In order for councilors to be eligible to hold office, they must have first been residents of the City of Columbus for a period of two years prior to the date of their election. By swearing this section of their oath, councilors are solemnly affirming that they have in fact met this and all other requirements regarding their citizenship within the jurisdiction of their office. 

“…I do further swear (or affirm) that I am not the holder of any unaccounted-for public money due to this State or any public subdivision or authority thereof, that I am not the holder of any office of trust under the Government of the United States, the State of Georgia, or any other state, or any foreign state which I am prohibited from holding by the laws of the State of Georgia…”

Councilors also make the same solemn promise that they aren’t in possession of any money that they shouldn’t be, swearing that they don’t have any public funds that have not yet been returned to the public. Councilors are also not permitted to hold any other elected office or other privileged government position of employment or appointment while serving as a city councilor, be it here in Columbus, anywhere else in Georgia, throughout the country, or even in a different nation altogether. 

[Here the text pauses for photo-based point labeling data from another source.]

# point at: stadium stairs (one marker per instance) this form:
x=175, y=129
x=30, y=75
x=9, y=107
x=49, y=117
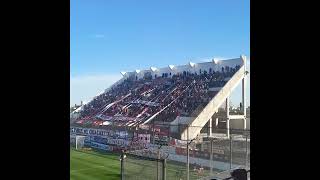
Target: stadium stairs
x=197, y=123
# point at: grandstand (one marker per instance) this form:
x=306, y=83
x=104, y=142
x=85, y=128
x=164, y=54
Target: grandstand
x=171, y=106
x=192, y=92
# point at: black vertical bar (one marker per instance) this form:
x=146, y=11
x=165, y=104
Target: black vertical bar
x=164, y=169
x=122, y=165
x=230, y=151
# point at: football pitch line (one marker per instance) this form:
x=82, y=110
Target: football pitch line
x=84, y=169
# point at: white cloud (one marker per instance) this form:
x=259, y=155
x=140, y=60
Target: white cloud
x=99, y=36
x=83, y=88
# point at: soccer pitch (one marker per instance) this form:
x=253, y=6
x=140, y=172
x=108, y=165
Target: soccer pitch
x=94, y=165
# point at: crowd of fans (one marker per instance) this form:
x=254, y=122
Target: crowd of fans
x=134, y=101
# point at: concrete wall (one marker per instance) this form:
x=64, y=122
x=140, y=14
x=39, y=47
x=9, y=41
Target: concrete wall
x=213, y=105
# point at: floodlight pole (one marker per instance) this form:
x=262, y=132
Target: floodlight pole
x=122, y=165
x=188, y=152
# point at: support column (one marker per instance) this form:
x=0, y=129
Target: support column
x=228, y=119
x=210, y=127
x=211, y=156
x=188, y=152
x=244, y=104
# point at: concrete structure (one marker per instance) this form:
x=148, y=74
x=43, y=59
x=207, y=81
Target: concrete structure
x=206, y=114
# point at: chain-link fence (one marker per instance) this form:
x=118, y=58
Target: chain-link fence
x=138, y=167
x=188, y=156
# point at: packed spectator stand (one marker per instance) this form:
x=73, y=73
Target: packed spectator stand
x=154, y=99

“…and that I am otherwise qualified to hold said office according to the Constitution of the United States and the laws of Georgia, and that I will support the constitutions of the United States and of this State. So help me God.”

Councilors conclude their oaths by reaffirming that they are entirely qualified to serve as a city councilor in all capacities, as enumerated by state and federal laws. In closing, councilors again reaffirm their obligation to — above all else — support the constitution of the United States, so help them God. 

Our city looks forward to councilors honoring their oaths of office. It empowers them with more than they may know — and they might truly come to embrace that once they understand it. 

The future of our city depends upon it.

We depend upon you.

Facts are stubborn things — and we’ll keep publishing them, whether city officials like them or not.